The controller's primary responsibility is input conditioning: raw actions from the policy are clipped to a configured input range, linearly scaled to an output range, and then further clamped to torque limits (which default to the actuator limits if not explicitly specified). Gravity compensation is optionally added by reading the simulator's bias force vector, which accounts for gravitational and Coriolis forces acting on the joints. This means the policy can either output torques that include gravity effects (compensation disabled) or purely task-related torques (compensation enabled), depending on the application.
An interpolator may optionally smooth the transition between consecutive torque setpoints when the policy runs at a lower frequency than the simulation. This prevents abrupt torque changes that could cause instabilities in the simulation or produce unrealistic behavior.
Usage
Apply joint torque control when the policy or planner is itself a torque-level controller (e.g., a model-based controller, a reinforcement learning policy trained with torque actions, or a force-control scheme). Torque control provides maximum flexibility and bandwidth but places the full burden of stability and safety on the commanding agent. It is the preferred mode for research in low-level robot learning where the policy must learn to handle dynamics directly.
Theoretical Basis
Joint Torque Passthrough Control Law:
Given:
- Desired torques: tau_des (N-dimensional, from policy)
- Torque limits: [tau_min, tau_max]
- Gravity compensation: g(q) (optional)
- Input scaling: [input_min, input_max] -> [output_min, output_max]
1. Scale the input action:
tau_scaled = scale(tau_des, input_range, output_range)
2. Clip to torque limits:
tau_goal = clip(tau_scaled, tau_min, tau_max)
3. (Optional) Interpolate between previous and current goal:
tau_current = interpolator.get_interpolated_goal()
4. Add gravity compensation if enabled:
tau_output = tau_current + g(q)
5. Return tau_output to the simulator
Key design decisions:
- Passthrough architecture: The controller performs minimal computation, preserving the bandwidth and flexibility needed for external control laws.

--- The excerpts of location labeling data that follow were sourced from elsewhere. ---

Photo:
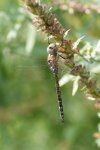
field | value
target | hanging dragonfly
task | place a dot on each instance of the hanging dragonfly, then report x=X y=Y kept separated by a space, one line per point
x=53 y=58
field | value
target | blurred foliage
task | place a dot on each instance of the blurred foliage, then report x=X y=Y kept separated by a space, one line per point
x=29 y=117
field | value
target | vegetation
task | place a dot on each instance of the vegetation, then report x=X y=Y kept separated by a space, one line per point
x=29 y=117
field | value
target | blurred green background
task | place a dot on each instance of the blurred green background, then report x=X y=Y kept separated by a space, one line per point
x=29 y=116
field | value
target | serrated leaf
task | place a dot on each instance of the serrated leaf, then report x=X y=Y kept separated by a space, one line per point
x=77 y=42
x=65 y=79
x=75 y=85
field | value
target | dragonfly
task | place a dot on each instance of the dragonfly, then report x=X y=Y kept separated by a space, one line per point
x=53 y=63
x=53 y=58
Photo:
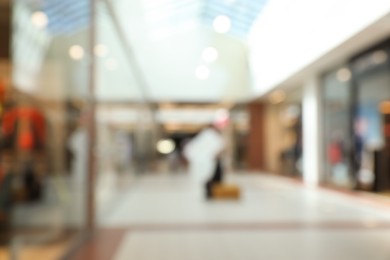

- Optional gravity compensation: When enabled, the policy can focus on task-relevant torques without modeling gravitational loads. When disabled, the policy has full control over the total torque applied.
- Torque limits: Default to actuator limits, but can be set to tighter bounds for safety. This provides a hardware-like safety layer even when the policy has direct torque access.
- Interpolation: Smoothing between setpoints mitigates the discontinuity that arises when the policy frequency is much lower than the simulation frequency.